Sablepas

Traces de pas.
La mer s’en va. Revient.
Efface les empreintes. Juste quelques creux plus sombres, là, sous les dernières lueurs.
Coquillages. Minuscules enroulements.
Signes secrets de cette puissance discrète qui enspirale les galaxies au loin, comme l’humble coquille au profond des océans.
Poussière d’écume sur le sable. L’eau. Le sel comme une larme au moment du départ.
Séché sur cette immense joue qu’est la plage.

Au loin poser son regard.
Masse mouvante.
Gouttes par gouttes. Vague par vague. L’océan.
Le vol des étourneaux est une vague aussi. Dans l’impalpable.
La lumière danse, danse, et s’envolent mille oiseaux libérés de leurs chaînes par la magie du regard qui contemple.
Ouvrir les bras, les pieds nus enfoncés dans l’humide, les yeux posés là où tremble le ciel pour épouser la houle.

Un pas, puis l’autre.
Un souffle empli de cet air du large qui conte tant de naufrages, de sourds chavirements, de corps à corps humides mais aussi tant de rêves de poivre, de vanille et de musc, de voiles ocre rouge à chavirer les yeux dans l’émeraude des mers chaudes.
S’estompent les frontières.
Être de tous les temps. En oublier son âge, l’étoffe de sa peau baisée par les embruns.
Mille petites gouttes en perles de jouvence.

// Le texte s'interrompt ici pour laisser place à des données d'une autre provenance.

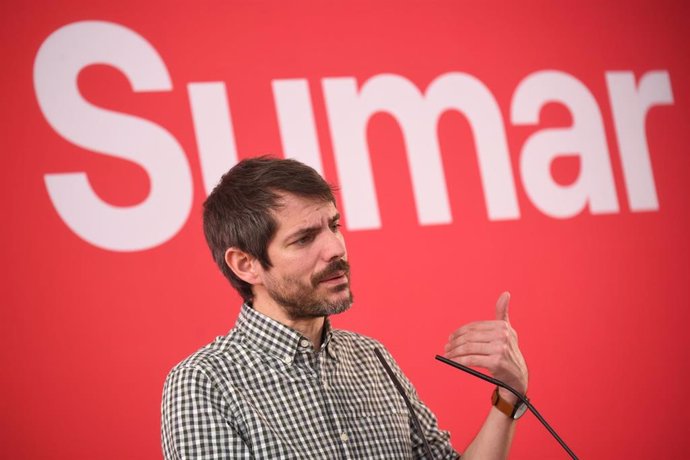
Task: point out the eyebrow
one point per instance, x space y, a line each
313 229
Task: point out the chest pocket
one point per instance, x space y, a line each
379 423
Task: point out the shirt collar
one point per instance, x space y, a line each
276 339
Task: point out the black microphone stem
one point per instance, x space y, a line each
515 392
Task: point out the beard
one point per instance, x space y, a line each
303 300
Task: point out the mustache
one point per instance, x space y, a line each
334 267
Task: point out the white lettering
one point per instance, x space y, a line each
630 106
585 138
164 211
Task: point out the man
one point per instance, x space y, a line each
282 383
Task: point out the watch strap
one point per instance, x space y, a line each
511 410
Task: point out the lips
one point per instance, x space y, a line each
336 272
335 277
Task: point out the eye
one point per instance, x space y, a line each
306 239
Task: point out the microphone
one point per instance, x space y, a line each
524 400
401 390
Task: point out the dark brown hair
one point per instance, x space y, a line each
238 213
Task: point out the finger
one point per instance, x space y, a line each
491 335
486 361
502 307
473 348
477 326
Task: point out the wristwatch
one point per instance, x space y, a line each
512 411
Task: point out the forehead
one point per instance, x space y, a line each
296 212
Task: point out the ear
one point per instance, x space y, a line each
244 265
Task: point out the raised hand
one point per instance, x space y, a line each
492 345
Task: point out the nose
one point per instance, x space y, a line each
335 246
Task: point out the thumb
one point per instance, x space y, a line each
502 307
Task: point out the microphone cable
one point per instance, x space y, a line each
515 392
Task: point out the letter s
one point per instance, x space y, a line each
164 211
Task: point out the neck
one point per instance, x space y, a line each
311 328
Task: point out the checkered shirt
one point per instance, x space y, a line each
262 391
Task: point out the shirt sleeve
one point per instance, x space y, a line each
195 419
439 440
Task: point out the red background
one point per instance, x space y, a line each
600 301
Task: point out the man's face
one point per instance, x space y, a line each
310 276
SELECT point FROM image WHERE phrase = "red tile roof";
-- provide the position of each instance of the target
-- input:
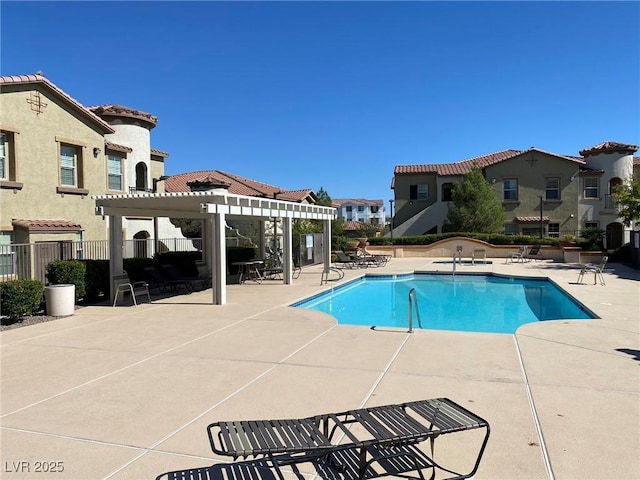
(464, 166)
(118, 148)
(531, 219)
(238, 186)
(609, 147)
(47, 225)
(39, 78)
(210, 181)
(337, 202)
(159, 153)
(111, 111)
(458, 168)
(352, 225)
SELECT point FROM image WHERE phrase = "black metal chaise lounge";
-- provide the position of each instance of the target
(364, 443)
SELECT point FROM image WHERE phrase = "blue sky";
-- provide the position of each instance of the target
(336, 94)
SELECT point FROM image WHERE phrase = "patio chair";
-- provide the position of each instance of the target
(517, 256)
(534, 254)
(123, 285)
(354, 440)
(349, 261)
(596, 269)
(253, 470)
(479, 255)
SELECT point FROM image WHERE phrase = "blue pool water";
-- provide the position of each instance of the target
(473, 303)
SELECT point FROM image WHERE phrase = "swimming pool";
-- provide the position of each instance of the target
(474, 303)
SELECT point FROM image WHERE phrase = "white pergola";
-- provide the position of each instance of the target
(213, 207)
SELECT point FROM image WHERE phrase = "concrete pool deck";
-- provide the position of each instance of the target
(127, 392)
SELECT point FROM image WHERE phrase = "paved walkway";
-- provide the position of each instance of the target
(127, 392)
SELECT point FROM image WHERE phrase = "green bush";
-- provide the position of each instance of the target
(184, 262)
(19, 298)
(67, 272)
(96, 278)
(135, 268)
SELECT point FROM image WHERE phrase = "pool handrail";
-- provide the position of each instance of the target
(415, 296)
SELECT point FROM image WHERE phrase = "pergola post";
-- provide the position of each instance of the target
(116, 266)
(326, 240)
(219, 254)
(287, 256)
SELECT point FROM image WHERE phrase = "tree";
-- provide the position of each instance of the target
(476, 207)
(628, 196)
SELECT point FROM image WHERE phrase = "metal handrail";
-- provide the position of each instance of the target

Se donner aux grains de sable, enfin se poser.
Se perdre dans l’immense de l’eau reflété aux cieux lointains constellés de présences, fidèles lumières, boussoles des marins.
Se laisser flotter, bulle alanguie. Respirer au gré du respir des flots.
Abandonner ses peurs, ses doutes, ses regrets à chaque reflux.
Et grandir renouvelé dans le flux sans cesse recommencé.
Naître. Re-naître comme au premier matin. La joie aux lèvres et un parfum de sel pour unique vêtement.